OxyContin Maker Quietly Worked to Weaken Legal Doctrine That Could Lead to Jail Time for Executives

Purdue Pharma's strategy attempted to rollback a legal doctrine that could be used to prosecute top drug executives responsible for the opioid crisis.

FILE - This Tuesday, May 8, 2007 file photo shows the Purdue Pharma offices in Stamford, Conn. In 2007, the company pleaded guilty and agreed to pay more than $600 million in fines for misleading the public about the risks of OxyContin. But the drug continued to rack up blockbuster sales. (AP Photo/Douglas Healey, File)
Purdue Pharma offices in Stamford, Conn. Photo: Douglas Healey/AP

Purdue Pharma, the maker of OxyContin, revolutionized the opioid industry through aggressive marketing tactics that encouraged the widespread use of prescription painkillers.
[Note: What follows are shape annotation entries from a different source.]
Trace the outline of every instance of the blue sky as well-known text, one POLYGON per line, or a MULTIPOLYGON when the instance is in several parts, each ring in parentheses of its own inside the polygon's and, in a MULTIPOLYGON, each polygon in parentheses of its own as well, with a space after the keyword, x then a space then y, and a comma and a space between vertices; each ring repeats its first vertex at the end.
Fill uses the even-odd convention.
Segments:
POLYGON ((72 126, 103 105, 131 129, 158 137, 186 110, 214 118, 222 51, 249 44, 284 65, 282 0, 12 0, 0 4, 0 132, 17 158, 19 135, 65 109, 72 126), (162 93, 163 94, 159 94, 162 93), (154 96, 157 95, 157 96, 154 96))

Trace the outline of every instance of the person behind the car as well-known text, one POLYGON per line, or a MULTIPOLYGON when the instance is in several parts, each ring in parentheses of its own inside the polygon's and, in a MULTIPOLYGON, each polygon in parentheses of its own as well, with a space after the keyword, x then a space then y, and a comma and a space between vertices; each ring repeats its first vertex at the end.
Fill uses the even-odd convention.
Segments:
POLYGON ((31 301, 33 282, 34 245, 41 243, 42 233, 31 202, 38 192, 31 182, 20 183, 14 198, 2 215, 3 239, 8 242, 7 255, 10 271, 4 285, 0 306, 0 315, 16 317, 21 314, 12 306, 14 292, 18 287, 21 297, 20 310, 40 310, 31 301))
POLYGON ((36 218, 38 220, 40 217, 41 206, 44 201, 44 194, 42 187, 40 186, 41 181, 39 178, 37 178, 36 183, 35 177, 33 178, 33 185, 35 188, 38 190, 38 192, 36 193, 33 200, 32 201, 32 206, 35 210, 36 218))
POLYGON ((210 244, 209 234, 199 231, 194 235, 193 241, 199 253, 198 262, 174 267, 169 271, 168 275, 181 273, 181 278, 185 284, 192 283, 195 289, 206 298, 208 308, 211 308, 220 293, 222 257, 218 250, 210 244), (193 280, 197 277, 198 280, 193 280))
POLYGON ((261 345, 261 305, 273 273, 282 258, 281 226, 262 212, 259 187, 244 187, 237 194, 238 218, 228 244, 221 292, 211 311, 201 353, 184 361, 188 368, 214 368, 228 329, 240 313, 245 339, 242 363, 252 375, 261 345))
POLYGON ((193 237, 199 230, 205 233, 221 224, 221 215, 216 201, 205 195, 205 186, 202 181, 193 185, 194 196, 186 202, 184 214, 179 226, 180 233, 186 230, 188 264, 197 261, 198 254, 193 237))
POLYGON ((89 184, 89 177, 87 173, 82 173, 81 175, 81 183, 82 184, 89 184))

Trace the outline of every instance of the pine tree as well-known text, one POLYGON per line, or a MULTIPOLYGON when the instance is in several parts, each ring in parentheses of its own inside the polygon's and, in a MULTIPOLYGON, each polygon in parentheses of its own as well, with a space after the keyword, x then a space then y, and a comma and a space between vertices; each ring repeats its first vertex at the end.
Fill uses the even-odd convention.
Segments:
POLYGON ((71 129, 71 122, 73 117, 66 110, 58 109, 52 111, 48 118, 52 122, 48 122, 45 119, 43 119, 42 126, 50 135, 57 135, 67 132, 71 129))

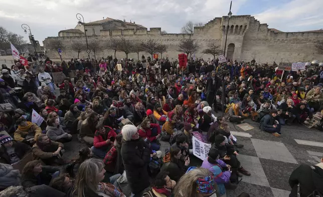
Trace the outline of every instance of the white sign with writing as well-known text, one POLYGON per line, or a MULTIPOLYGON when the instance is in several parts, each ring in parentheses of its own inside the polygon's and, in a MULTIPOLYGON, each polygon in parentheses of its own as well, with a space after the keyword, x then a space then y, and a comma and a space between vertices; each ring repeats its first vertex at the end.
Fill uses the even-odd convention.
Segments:
POLYGON ((219 57, 218 57, 219 58, 219 63, 223 63, 225 62, 226 59, 225 57, 224 57, 224 55, 219 55, 219 57))
POLYGON ((291 70, 293 71, 296 71, 298 70, 305 70, 305 62, 293 63, 291 64, 291 70))
POLYGON ((211 149, 211 144, 203 142, 194 136, 192 138, 192 143, 193 143, 193 154, 202 160, 205 159, 208 157, 209 151, 211 149))

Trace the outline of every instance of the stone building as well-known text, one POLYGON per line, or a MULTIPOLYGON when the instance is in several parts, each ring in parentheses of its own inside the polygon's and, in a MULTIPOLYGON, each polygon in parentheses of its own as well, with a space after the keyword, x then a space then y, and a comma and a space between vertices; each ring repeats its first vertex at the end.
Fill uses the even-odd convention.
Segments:
MULTIPOLYGON (((314 44, 316 40, 323 40, 323 31, 283 32, 275 29, 268 29, 266 24, 260 24, 250 15, 232 16, 229 27, 226 27, 228 20, 227 16, 216 18, 204 26, 194 27, 194 33, 192 34, 162 34, 160 28, 150 28, 148 30, 134 23, 126 23, 126 27, 122 26, 121 21, 109 18, 86 23, 85 28, 89 42, 98 40, 103 45, 111 38, 121 37, 134 42, 140 42, 149 39, 156 40, 168 46, 168 51, 163 55, 169 58, 177 58, 178 54, 181 53, 178 51, 179 43, 181 40, 190 37, 196 40, 200 46, 199 51, 195 54, 196 57, 212 58, 211 55, 202 54, 203 49, 211 42, 215 43, 224 49, 228 29, 226 53, 229 59, 238 61, 250 61, 255 59, 257 62, 269 63, 274 61, 292 62, 323 60, 323 54, 318 54, 314 44)), ((83 26, 76 28, 81 31, 84 30, 83 26)), ((83 34, 78 36, 65 35, 58 37, 48 37, 44 42, 44 46, 47 55, 52 58, 59 58, 55 50, 51 48, 49 44, 51 40, 55 39, 61 40, 64 43, 65 49, 62 56, 66 59, 77 57, 77 53, 70 48, 72 43, 85 42, 83 34)), ((113 53, 111 50, 104 49, 97 52, 96 57, 106 57, 113 53)), ((140 53, 140 56, 141 54, 146 57, 149 55, 142 52, 140 53)), ((90 55, 91 58, 94 57, 93 52, 90 55)), ((80 56, 85 57, 87 54, 84 51, 80 56)), ((123 52, 118 52, 116 56, 121 58, 125 57, 125 55, 123 52)), ((137 54, 130 53, 128 58, 136 59, 137 54)))

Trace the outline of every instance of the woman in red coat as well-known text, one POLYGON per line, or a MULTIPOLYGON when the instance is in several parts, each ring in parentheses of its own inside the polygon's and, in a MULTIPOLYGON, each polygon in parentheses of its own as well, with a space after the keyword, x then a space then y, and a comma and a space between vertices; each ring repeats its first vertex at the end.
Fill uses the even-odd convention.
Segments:
POLYGON ((113 146, 116 136, 117 134, 112 128, 98 125, 94 134, 93 146, 91 148, 93 154, 103 159, 107 152, 113 146))
POLYGON ((160 136, 160 126, 158 124, 151 124, 148 118, 143 120, 138 126, 139 135, 144 140, 148 140, 150 142, 150 148, 157 151, 159 149, 160 144, 158 141, 160 136))

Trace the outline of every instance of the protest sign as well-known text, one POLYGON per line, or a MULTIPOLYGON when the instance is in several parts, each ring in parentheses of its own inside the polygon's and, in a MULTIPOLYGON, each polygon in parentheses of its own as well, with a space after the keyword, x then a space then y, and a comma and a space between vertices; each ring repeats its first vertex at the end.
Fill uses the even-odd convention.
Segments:
POLYGON ((319 123, 321 121, 321 118, 316 116, 313 116, 313 118, 309 121, 306 121, 303 123, 303 125, 307 127, 307 128, 311 128, 313 127, 314 125, 319 123))
POLYGON ((66 77, 63 72, 53 72, 52 74, 53 75, 53 80, 55 84, 58 83, 60 84, 66 77))
POLYGON ((32 114, 32 123, 35 123, 40 127, 42 123, 44 121, 44 118, 42 117, 38 113, 34 110, 33 110, 33 113, 32 114))
POLYGON ((223 55, 219 55, 218 58, 219 58, 219 63, 224 63, 226 61, 225 57, 223 55))
POLYGON ((202 160, 205 159, 208 157, 209 151, 211 149, 211 144, 199 140, 194 135, 192 142, 193 144, 193 154, 202 160))
POLYGON ((293 71, 296 71, 298 70, 305 70, 305 62, 297 62, 293 63, 291 64, 291 70, 293 71))

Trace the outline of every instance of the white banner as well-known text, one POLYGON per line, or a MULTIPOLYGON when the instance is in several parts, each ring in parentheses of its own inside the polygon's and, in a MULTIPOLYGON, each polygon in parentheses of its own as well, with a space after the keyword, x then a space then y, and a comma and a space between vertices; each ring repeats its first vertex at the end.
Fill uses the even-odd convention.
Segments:
POLYGON ((20 55, 19 55, 19 51, 15 47, 15 46, 10 43, 10 46, 11 46, 11 53, 13 54, 13 58, 14 59, 17 59, 19 60, 20 59, 20 55))
POLYGON ((226 61, 225 57, 223 55, 219 55, 218 58, 219 58, 219 63, 224 63, 226 61))
POLYGON ((291 70, 293 71, 296 71, 298 70, 305 70, 305 62, 293 63, 291 64, 291 70))
POLYGON ((33 114, 32 115, 32 123, 35 123, 40 127, 40 125, 43 123, 44 118, 42 117, 36 111, 33 110, 33 114))
POLYGON ((193 143, 193 154, 200 159, 204 160, 209 154, 209 151, 211 147, 211 144, 203 142, 194 136, 192 138, 192 143, 193 143))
That part, by now, is well-known, as an out-of-control opioid epidemic ravages a generation of young people with such potency that it has dragged down the overall life expectancy of the American people. What has not been previously revealed is that as the death toll mounted, officials at the company attempted to work behind-the-scenes to make it less likely that they could ever be successfully prosecuted for the carnage opioids were unleashing.

Executives in multiple industries have long been kept up at night by knowledge of the looming power of the Responsible Corporate Officer, or RCO doctrine, also known as the Park doctrine, a legal liability standard used largely to prosecute executives at companies responsible for affecting public health and safety. Under the Park doctrine, federal prosecutors could target senior executives and board members of opioid pharmaceutical companies for their role in the sprawling epidemic if violations of criminal law were proved true, regardless of whether they could prove knowledge or motivation.

Purdue helped to quietly finance an effort to unravel that doctrine, according to people with knowledge of the company’s activity.

Executives at Purdue were once charged using the corporate officer doctrine in 2007, in a case that found that the company had “misbranded” its drugs as less likely to be abused than other narcotics. The company agreed to pay a settlement of $634.5 million. A growing number of state and local prosecutors, however, believe that the company simply shifted tactics after the settlement, and could again face liability for continuing to downplay the dangers of its opioid products using sophisticated marketing campaigns that targeted the medical community and patient advocacy groups.

Purdue didn’t attach its name to the recent effort to weaken the responsible corporate officer doctrine. Instead, the company provided funding to the Washington Legal Foundation, a legal nonprofit that litigates in support of business interests, to petition the Supreme Court last year to accept a case that would give it the opportunity to weaken the RCO doctrine. The foundation closely protects the names of its donors and the drugmakers’ ties to the group were unclear until recently.

The legal strategy was confirmed by former staffers at the Washington Legal Foundation who spoke to The Intercept on the condition of anonymity. The foundation did not respond to a request for comment.

The effort revolved around a case known as DeCoster v. United States, one of the most significant challenges to the responsible corporate officer doctrine in four decades.

The lawsuit challenged the conviction of executives at Quality Egg LCC, an Iowa-based company, who were found guilty for shipping salmonella-tainted eggs that sickened 56,000 people. The federal prosecution shocked the business community because it represented a rare case of corporate executives held criminally responsible for actions committed by subordinates. The Department of Justice prosecutors relied on the RCO doctrine, which has historically been used for food- and drug-related offenses in cases in which companies have caused widespread health problems, to sentence executives at Quality Egg to three months in jail.

Business interest groups watched the case with interest, and the foundation filed a brief to overturn the decision after the case was upheld by an appellate court.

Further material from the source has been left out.